Marit Weerheijm: A Few Of My Favourite Things
We speak to the Czar director about her inspired art-filled cookbook stand, something that can be best described as a 'thingy' and a whole heap of miserable mugs.
Fittingly, for someone whose Student Academy Award-winning film is called When Grey is a Color, Marit Weerheijm's 'Favourite Things' photography is in glorious black and white.
Having graduated from the Dutch Film Academy in 2016 and now signed to Czar, Weerheijm's eccentric film style can best be described as character-driven, naturalistic and organic with loads of room for spontaneity and creativity.
Disturbing her whilst putting the finishing touches to her upcoming short KORT! - En Route, we rifle through a handful of the bits and bobs she keeps around her to keep creatively inspired, including an art-filled cookbook stand, something that can be best described as a 'thingy' and a whole heap of miserable mugs.
The Pile of Film Literature (or my laptop stand)
During the four years I studied at the Netherlands Film Academy I gathered a selection of books about filmmaking and film history.
To be honest, I did not read all of them, but some of the ones I did read were really worth it.
In The Blink of an Eye by Walter Murch was one of my favorites. Others, like A History of Narrative Film, are more suitable for browsing when you lack inspiration or - in my case - make a great laptop stand.
There is one book in this stack that isn’t about filmmaking; Invisible Cities by Italo Calvino.
My dad gave me this book to be inspired and explore my imagination. It contains very short descriptions of 55 fictitious cities by the explorer Marco Polo. Blew my mind.
Not the most efficient book for my laptop stand though.
The Sketchbook With Sad Faces
In my films I love to be close to my characters and try to capture every tiny detail, every blink or twitch. A whole world can be seen in the eyes of your actors.
I don’t know why, but I really want to be able to draw these expressions and faces.
I was already doodling a lot on post-it’s and other random pieces of paper when my mom gave me this sketchbook.
She once bought it to be her holiday-diary for a trip to Portugal in 2011, but she’d only used the first page.
I’ve been practicing a lot, but for some reason I can’t seem to draw a realistic smile. So now it’s a book full of sad faces, which makes the whole thing a bit gloomy and grim.
The Cookbook Stand With Art
A friend of mine showed me this life-hack.
Buy a cookbook stand and use it to display books from your favorite artists.

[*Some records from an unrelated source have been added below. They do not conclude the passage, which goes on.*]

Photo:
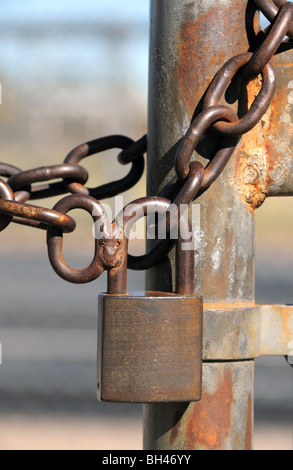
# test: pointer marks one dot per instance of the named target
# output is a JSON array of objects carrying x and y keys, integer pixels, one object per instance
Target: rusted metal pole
[{"x": 190, "y": 41}]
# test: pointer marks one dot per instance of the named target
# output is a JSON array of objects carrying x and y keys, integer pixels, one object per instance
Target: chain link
[{"x": 190, "y": 181}]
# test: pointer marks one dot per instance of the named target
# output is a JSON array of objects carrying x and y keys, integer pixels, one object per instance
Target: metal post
[{"x": 190, "y": 40}]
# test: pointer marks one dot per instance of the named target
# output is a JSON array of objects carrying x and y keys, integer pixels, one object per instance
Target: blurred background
[{"x": 72, "y": 71}]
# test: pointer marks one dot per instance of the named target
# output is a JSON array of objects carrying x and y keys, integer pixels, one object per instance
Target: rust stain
[
  {"x": 201, "y": 56},
  {"x": 252, "y": 178},
  {"x": 249, "y": 419},
  {"x": 210, "y": 420},
  {"x": 228, "y": 305}
]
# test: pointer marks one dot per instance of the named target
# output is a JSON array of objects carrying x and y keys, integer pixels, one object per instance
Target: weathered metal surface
[
  {"x": 246, "y": 331},
  {"x": 221, "y": 420},
  {"x": 150, "y": 348},
  {"x": 266, "y": 164},
  {"x": 184, "y": 58}
]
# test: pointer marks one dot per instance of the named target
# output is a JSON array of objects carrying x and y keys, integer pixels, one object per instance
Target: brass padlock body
[{"x": 150, "y": 347}]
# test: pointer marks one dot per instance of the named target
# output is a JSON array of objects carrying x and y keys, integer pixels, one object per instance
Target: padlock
[{"x": 150, "y": 344}]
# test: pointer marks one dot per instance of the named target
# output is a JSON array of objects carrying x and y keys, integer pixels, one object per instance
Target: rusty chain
[{"x": 190, "y": 181}]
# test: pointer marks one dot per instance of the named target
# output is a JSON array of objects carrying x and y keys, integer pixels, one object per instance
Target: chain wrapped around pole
[{"x": 190, "y": 181}]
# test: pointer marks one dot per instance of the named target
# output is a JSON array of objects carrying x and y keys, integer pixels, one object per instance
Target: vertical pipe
[{"x": 190, "y": 41}]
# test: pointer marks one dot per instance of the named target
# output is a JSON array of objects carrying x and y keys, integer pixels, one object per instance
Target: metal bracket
[{"x": 246, "y": 331}]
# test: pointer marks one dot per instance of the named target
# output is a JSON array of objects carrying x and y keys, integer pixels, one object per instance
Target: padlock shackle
[{"x": 117, "y": 277}]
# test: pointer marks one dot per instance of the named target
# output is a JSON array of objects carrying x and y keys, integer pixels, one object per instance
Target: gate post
[{"x": 190, "y": 41}]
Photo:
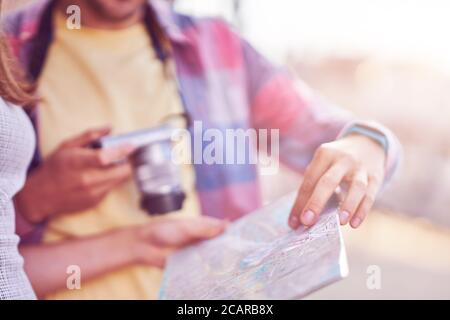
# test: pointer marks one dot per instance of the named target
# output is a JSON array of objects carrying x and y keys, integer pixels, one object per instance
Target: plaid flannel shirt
[{"x": 224, "y": 83}]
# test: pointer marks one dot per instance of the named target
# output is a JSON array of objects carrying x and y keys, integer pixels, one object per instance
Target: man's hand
[
  {"x": 73, "y": 178},
  {"x": 156, "y": 240},
  {"x": 355, "y": 160}
]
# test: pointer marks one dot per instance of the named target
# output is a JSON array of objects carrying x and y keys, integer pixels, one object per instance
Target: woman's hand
[
  {"x": 156, "y": 240},
  {"x": 356, "y": 160}
]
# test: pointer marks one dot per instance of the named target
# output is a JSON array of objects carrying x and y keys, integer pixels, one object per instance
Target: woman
[
  {"x": 16, "y": 149},
  {"x": 149, "y": 244}
]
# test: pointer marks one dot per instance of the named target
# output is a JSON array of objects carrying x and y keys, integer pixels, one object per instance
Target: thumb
[{"x": 87, "y": 137}]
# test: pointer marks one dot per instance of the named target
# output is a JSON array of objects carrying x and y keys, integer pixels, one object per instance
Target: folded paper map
[{"x": 260, "y": 257}]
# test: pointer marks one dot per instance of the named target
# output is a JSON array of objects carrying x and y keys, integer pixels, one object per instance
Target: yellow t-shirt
[{"x": 93, "y": 78}]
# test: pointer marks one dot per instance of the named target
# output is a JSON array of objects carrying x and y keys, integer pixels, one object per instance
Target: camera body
[{"x": 158, "y": 178}]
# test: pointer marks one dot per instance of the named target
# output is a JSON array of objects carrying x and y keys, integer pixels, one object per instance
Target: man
[{"x": 118, "y": 70}]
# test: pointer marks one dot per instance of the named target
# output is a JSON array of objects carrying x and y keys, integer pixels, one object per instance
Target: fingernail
[
  {"x": 129, "y": 148},
  {"x": 356, "y": 222},
  {"x": 294, "y": 222},
  {"x": 343, "y": 217},
  {"x": 308, "y": 218}
]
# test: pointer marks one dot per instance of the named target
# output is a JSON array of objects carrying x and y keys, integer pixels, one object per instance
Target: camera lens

You can let your guests choose a page or picture they like, this way you can have a new piece of art in your workspace or home every day.
This is a book by Fred Herzog called Modern Color.
It really beautiful images of the United States in the fifties and sixties. Herzog is known for his unusual use of color in a time when art photography was almost exclusively in black and white.
Now I've made a black and white photo of it.
Sorry about that.
The Thingy
I don’t know what this is.
I always need small items to be fidgeting with to be able to focus on my work. I actually gave the editor I always work with a box full of small toys as a gift ‘to entertain the directors you work with’.
His response was: ‘Great. You bought yourself a gift.’
I got this thingy from another editor I worked with in Bruxelles when we were working on a video for Pink Ribbon. We couldn’t really figure out what the thingy was, but I also couldn’t stop wondering, so he decided I should have it.
I would describe it as a rubber suction cup with a knob on it.
Anyone?
The Wrap-Party-Polaroid
This is a picture of me and the two main actors of my graduation film When Grey is a Color.
The picture was taken on the wrap party in 2016. I remember that we were all ecstatic because we’d just watched a first edit of some of the material.
I treasure this polaroid because we didn’t know how the film would turn out to be, we were just really happy with what we had been making for the past ten days.